Um die amerikanische Position zu verstehen, muss man folgende Fakten kennen:

  • Herz-Kreislauf-Erkrankungen (Herzinfarkt, Herzschwäche, Schlaganfall) sind in den westlichen Ländern die häufigsten Todesursachen.
  • Erhöhter Blutdruck ist weltweit die wichtigste Ursache für einen vorzeitigen Tod und für ein Leben mit Behinderung.
  • Ab einem Blutdruck von 115/75 mmHg steigt das Risiko für Herzinfarkt, Schlaganfall und Herzschwäche an, wobei etwa ab dem 60. Lebensjahr der obere Blutdruckwert (der systolische Blutdruck) der wichtigere Wert ist.

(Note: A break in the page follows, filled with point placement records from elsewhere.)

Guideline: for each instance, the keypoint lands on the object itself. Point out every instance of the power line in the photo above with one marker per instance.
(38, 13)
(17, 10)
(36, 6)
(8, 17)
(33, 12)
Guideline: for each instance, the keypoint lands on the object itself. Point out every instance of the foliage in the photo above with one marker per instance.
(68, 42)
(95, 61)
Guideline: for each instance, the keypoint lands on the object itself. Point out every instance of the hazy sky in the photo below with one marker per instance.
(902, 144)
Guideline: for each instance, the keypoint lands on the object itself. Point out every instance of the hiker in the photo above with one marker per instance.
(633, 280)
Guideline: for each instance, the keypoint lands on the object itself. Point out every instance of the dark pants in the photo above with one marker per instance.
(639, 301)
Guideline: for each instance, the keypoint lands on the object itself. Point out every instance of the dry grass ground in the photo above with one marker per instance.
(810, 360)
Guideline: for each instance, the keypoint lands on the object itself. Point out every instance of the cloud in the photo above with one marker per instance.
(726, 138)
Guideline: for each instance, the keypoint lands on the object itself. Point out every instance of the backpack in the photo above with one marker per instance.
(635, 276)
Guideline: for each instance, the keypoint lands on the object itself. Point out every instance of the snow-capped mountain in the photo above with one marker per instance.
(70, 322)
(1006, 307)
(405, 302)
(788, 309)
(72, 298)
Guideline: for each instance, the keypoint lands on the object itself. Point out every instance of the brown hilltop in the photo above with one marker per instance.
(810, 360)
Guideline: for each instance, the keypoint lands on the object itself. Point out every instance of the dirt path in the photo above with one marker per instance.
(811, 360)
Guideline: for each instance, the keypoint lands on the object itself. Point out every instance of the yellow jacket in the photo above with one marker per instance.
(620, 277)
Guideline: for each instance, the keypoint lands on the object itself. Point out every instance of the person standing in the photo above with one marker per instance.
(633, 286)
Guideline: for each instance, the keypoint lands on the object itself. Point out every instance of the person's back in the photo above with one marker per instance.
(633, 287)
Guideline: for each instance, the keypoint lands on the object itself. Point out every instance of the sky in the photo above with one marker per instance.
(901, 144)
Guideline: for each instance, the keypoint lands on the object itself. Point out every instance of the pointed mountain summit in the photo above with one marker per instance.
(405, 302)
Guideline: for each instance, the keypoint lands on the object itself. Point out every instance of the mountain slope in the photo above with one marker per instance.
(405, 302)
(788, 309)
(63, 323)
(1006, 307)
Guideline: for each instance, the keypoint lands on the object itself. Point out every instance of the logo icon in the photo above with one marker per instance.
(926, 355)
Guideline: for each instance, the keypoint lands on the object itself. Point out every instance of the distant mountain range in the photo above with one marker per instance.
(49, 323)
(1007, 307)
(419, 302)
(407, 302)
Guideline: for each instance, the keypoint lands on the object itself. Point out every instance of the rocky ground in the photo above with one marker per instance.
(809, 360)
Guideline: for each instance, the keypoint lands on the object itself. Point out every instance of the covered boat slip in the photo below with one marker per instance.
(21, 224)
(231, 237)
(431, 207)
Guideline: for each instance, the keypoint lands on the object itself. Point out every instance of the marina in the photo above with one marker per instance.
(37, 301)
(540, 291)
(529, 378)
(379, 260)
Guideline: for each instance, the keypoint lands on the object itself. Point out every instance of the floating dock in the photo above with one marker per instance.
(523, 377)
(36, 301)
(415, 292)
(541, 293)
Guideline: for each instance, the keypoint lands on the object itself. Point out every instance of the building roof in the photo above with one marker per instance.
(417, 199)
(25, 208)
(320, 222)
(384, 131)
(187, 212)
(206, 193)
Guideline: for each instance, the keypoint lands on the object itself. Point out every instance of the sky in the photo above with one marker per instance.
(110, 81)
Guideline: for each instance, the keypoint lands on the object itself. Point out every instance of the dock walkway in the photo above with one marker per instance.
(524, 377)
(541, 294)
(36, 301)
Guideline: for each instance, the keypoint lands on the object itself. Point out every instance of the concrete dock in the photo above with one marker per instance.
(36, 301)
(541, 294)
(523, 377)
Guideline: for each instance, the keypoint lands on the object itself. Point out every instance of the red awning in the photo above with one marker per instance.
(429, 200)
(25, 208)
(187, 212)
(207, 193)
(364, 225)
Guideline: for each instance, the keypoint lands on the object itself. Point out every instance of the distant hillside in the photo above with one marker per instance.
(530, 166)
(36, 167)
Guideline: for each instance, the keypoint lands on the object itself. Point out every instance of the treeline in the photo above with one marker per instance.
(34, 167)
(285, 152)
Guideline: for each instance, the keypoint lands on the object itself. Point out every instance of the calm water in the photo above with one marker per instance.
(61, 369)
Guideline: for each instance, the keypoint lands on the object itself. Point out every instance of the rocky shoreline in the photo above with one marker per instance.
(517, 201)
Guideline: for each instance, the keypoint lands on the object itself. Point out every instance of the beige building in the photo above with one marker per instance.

  • Eine große Untersuchung in den USA hat vor etwa 2 Jahren bewiesen, dass ein Zielblutdruck deutlich unter 140 mmHg (systolischer Blutdruck) vorteilhaft ist und von den meisten Patienten auch sehr gut vertragen wird. Dies wurde durch einige Meta-Analysen, die vorhandene Untersuchungen zusammengefasst ausgewertet haben, bestätigt.

 Die amerikanischen Kollegen haben die verfügbaren Studien bewertet und Handlungsanweisungen zusammengestellt, die letztlich viele Herz-Kreislauf-Erkrankungen verhindern sollen.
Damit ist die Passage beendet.